Description
Pandas version checks
-
I have checked that this issue has not already been reported.
-
I have confirmed this bug exists on the latest version of pandas.
-
I have confirmed this bug exists on the main branch of pandas.
Reproducible Example
import pandas as pd
import pyarrow as pa
s = pd.Series([1, 2], dtype=pd.ArrowDtype(pa.int32()))
r1 = s.rank(method="min")
df = s.to_frame(name="a")
r2 = df.rank(method="min")
>>> s
0 1
1 2
dtype: int32[pyarrow]
>>> df.dtypes
a int32[pyarrow]
dtype: object
>>> r1
0 1
1 2
dtype: uint64[pyarrow]
>>> r2
a
0 1.0
1 2.0
>>> r2.dtypes
a float64
dtype: object
Issue Description
When we have a dataframe backed with pyarrow type data, when we call df.rank(method="min"), returned result is not arrow backed dataframe.
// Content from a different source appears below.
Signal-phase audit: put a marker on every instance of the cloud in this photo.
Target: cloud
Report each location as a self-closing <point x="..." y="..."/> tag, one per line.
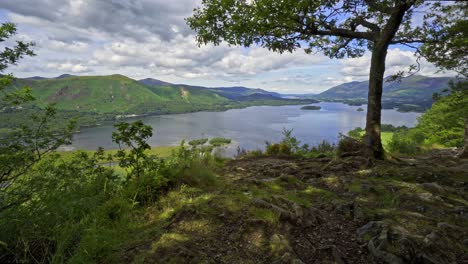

This behavior does not happen for Series.rank(), we could see Series.rank() returned result is still arrow backed Series.
Incorrect:
df.dtypes
a int32[pyarrow]
dtype: object
r2 = df.rank(method="min")
r2.dtypes
a float64
dtype: object
Correct:
s
0 1
1 2
dtype: int32[pyarrow]
r1 = s.rank(method="min")
r1.dtype
uint64[pyarrow]
Expected Behavior
DataFrame.rank should return pyarrow backed dataframe when original dataframe filled with pyarrow.
Installed Versions
pd.version
'2.0.0'